MariaDB [(none)]> insert into db1.dest values (null,1),(null,2);
Query OK, 2 rows affected (0.02 sec)
Records: 2  Duplicates: 0  Warnings: 0
 
MariaDB [(none)]> select * from db1.dest
    -> ;
+----+------+
| c1 | c2   |
+----+------+
|  1 |    1 |
|  2 |    2 |
+----+------+
2 rows in set (0.00 sec)

MariaDB [(none)]> insert into db2.fed values (null,3),(null,4);
ERROR 1022 (23000): Can't write; duplicate key in table 'fed'
MariaDB [(none)]> select * from db1.dest;
+----+------+
| c1 | c2   |
+----+------+
|  1 |    1 |
|  2 |    2 |
+----+------+
2 rows in set (0.00 sec)

MariaDB [(none)]> insert into db2.fed values (null,3);
Query OK, 1 row affected (0.00 sec)
 
MariaDB [(none)]> select * from db1.dest;
+----+------+
| c1 | c2   |
+----+------+
|  0 |    3 |
|  1 |    1 |
|  2 |    2 |
+----+------+
3 rows in set (0.00 sec) 

Comment by Elena Stepanova [ 2015-07-31 ]

Thank you.

Regarding sql_mode not working dynamically: when you set the global value, it works for new connections; existing connections get the value upon creation and keep it (unless it's changed on the session level). Since the federated connection has already been established when you change the value, it does not notice the change. You need to make federated disconnect/reconnect to get it work.

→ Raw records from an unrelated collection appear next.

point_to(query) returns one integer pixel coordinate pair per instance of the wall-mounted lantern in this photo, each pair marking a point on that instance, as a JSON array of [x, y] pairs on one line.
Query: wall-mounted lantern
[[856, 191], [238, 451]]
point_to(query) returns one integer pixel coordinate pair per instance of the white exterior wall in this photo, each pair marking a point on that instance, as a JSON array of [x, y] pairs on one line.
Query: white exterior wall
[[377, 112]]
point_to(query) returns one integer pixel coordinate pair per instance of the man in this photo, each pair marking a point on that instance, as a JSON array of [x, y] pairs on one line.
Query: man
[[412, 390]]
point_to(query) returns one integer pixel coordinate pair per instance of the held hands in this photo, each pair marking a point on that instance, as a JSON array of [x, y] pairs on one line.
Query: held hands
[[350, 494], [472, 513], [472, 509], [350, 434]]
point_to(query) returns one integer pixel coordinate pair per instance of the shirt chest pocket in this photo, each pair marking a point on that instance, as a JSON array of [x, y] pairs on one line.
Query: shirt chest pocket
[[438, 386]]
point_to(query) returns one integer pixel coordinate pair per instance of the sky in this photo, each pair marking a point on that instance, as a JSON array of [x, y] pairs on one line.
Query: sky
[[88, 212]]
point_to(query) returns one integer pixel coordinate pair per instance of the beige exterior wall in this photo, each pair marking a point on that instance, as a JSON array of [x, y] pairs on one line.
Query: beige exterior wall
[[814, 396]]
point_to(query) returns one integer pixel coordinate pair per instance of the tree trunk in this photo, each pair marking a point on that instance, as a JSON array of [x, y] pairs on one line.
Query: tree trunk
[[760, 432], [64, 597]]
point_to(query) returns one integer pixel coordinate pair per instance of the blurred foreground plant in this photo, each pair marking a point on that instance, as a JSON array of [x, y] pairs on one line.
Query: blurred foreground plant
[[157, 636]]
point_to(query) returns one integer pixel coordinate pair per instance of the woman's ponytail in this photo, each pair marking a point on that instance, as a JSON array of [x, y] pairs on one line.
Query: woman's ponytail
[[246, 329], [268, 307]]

You mentioned that you had been waiting for a fix from MySQL – did you file the bug or found it already filed? Can you provide a link?

Test case

install soname 'ha_federated';
 
set global sql_mode=NO_AUTO_VALUE_ON_ZERO;
 
create table dest (c1 int auto_increment,c2 int, Primary key (c1));
eval create table fed (c1 int auto_increment,c2 int, Primary key (c1)) Engine=FEDERATED Connection='mysql://root@127.0.0.1:$MASTER_MYPORT/test/dest';
 
# Inserts c1 = 1 and c1 = 2 as expected
insert into dest values (null,1),(null,2);
# Inserts c1 = 0
insert into fed values (null,3);
# Attempts to insert c1 = 0 and fails
insert into fed values (null,4);

Comment by Stephen McGarry [ 2015-07-31 ]

I had bothered to send one to mysql as they are not actively developing the federated engine. I will if you think I should.
I have also noted the frederatedx engine is much slower than the stock Federated one on mysql (one query runs in 11s not 3s)

Thanks


Yours
Stephen McGarry
PriceMate Software

Comment by Elena Stepanova [ 2015-07-31 ]

Generally, our routine is to report upstream bugs to upstream and wait for a while to see if they get fixed; however, with Federated I also don't have any illusions about chances for that. So it's up to you – if you decide to bother filing, please add the link here, so we could cross-reference.